Zeynep’in Ayşe’ye söylediği gibi, “İsteseydin verirdim.” buyuruyor

            Rabbimiz... Mülkün esas sahibini unutup meşru olmayan yollardan bir

            şeylerin sahibi olmak için çırpınıp duruyoruz Cenab-ı Hakk’a havale

            edip hayırlısını istesek, en güzel şekilde arzumuza kavuşuruz.

             Ayşe’yi seven onunla ilgilenen bir ablası var. Fakat Ayşe, sözünü

            dinlemeyerek üzdü onu. Bizi seven, koruyan, gözeten bir Rabbimiz

            var, buna rağmen onun sözünü tutmayarak, yasakladığı şeylere tamah

            ediyoruz.

Hatırlarsanız Zeynep, Anne senin

            hatırına verirdim; ama kardeşim beni çok öfkelendirdi!.. demişti.

            Ayşe’nin mahcup bir tavrı olsaydı, ablası de ona göre yumuşayacaktı

            belki...

            Elimizdeki her şeyi kaybedince, Ben dua ettim, kabul olmadı!

            deyip isyan bayraklarını çekiyoruz. Ayşe de başı sıkışınca annesine

            ağladı ama fayda etmedi.
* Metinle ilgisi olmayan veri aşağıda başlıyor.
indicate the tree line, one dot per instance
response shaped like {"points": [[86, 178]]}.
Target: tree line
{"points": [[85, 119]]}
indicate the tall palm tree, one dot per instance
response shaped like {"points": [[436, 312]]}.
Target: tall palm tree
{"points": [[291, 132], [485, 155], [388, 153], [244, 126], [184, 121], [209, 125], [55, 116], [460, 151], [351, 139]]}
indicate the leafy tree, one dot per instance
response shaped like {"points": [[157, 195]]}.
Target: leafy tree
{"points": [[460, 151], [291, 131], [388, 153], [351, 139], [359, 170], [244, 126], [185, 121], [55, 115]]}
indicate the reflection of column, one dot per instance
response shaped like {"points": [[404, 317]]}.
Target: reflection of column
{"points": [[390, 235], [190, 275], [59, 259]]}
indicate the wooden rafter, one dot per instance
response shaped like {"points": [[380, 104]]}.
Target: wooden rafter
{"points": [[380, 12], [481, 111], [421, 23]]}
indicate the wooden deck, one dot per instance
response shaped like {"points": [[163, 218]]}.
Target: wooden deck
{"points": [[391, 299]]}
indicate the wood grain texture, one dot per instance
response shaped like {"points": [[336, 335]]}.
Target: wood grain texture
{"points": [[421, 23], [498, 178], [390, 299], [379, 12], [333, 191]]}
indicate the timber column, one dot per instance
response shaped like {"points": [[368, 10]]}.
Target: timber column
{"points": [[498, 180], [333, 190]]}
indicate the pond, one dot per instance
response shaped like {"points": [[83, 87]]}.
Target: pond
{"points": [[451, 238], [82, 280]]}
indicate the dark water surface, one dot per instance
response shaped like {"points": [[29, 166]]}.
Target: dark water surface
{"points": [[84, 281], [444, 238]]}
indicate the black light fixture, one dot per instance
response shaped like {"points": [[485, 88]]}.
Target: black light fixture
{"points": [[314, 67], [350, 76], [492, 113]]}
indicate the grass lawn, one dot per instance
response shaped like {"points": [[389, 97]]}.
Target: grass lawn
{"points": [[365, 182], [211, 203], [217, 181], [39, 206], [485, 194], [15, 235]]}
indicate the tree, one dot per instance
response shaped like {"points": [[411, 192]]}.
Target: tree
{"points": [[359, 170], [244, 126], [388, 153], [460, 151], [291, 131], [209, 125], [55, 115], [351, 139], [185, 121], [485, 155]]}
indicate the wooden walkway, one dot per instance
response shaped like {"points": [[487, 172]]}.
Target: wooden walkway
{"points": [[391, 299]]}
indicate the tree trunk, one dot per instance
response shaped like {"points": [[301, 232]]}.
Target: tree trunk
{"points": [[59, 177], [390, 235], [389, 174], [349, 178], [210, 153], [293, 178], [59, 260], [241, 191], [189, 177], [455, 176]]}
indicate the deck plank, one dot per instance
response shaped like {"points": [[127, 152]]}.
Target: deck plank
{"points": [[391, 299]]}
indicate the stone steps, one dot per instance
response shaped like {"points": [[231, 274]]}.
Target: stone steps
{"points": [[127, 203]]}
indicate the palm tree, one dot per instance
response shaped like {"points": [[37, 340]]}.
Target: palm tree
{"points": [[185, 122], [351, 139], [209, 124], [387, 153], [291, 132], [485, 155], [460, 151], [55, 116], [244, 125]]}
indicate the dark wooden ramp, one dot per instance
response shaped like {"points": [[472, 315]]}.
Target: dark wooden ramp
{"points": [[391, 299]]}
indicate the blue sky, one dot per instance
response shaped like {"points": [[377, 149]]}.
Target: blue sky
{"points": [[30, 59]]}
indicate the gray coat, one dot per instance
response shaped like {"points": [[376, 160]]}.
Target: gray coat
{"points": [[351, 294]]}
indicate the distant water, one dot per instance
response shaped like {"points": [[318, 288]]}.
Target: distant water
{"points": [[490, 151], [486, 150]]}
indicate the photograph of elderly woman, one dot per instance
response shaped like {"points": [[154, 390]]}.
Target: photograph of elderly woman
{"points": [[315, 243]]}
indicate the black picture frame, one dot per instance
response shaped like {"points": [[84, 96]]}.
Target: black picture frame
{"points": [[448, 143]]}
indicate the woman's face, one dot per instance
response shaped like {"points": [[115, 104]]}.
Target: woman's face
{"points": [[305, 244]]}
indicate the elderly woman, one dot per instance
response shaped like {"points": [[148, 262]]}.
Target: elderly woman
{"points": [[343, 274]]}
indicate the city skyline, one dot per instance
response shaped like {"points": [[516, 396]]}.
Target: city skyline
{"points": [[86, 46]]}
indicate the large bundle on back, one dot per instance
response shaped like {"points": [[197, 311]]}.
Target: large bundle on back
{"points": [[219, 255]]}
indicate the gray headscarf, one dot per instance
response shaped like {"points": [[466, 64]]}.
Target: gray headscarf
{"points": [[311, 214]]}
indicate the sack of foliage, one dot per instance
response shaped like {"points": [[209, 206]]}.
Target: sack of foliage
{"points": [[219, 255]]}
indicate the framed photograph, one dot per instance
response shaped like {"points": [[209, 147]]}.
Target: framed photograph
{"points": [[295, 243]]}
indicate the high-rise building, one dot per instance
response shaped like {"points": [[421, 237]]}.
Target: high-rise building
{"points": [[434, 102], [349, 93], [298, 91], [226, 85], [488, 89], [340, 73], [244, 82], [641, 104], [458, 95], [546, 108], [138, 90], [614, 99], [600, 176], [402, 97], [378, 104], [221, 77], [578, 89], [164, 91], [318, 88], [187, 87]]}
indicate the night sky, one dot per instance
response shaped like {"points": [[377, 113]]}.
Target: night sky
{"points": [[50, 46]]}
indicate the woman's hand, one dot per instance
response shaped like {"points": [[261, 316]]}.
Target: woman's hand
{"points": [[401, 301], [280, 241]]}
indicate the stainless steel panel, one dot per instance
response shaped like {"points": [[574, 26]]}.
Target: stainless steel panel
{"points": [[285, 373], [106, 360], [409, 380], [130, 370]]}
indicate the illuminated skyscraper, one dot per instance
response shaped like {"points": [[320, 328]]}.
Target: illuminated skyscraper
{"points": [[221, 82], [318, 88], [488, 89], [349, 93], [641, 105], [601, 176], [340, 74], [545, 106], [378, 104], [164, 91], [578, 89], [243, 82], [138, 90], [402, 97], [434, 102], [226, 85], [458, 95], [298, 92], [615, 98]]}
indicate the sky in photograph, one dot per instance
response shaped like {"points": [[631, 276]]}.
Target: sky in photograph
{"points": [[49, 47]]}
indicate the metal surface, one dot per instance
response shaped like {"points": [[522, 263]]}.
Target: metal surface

Çünkü hem suçluydu, hem de pişmanlık

            duymadan ablasına Vereceksin! diyordu.

            Önce yasaklanan şeye koşuyor, sonra o suçu işleyen biz değilmiş

            gibi, “Allah’ım kurtar!” diyoruz. Sonra da tabiri caizse pişkin

            pişkin, Allah benim duamı kabul etmiyor!.. diyoruz.

            Zeynep, kardeşi uygun bir dil ve tavırla isteseydi, sırf annesinin

            hatırına ağlatmayacaktı onu...

            Duanın da bir edebi ve usulü var, dostlar... Hata da yapsak, günah

            da işlesek, hakiki bir tevbe ile Rabbimiz bizi de bağışlar. Önce

            kusurumuzu bilerek af dileyeceğiz. Allahtan başka dayanağımızın

            olmadığını unutmadan, âcizliğimizi itiraf ederek başta Peygamber

            Efendimiz -sallallahu aleyhi ve sellem- olmak üzere Rabbimizin

            sevdiği kulları hürmetine isteyerek... Duamızı acele etmeden,

            mahcubiyet içinde, hafif sesli, boynumuzu büküp ellerimizi açarak

            yapmalıyız. Sonra da Allah, benim dualarımı kabul etmiyor! demek

            yerine, neticeyi sabırla beklemeliyiz. Öyle ya, olanda hayır vardır.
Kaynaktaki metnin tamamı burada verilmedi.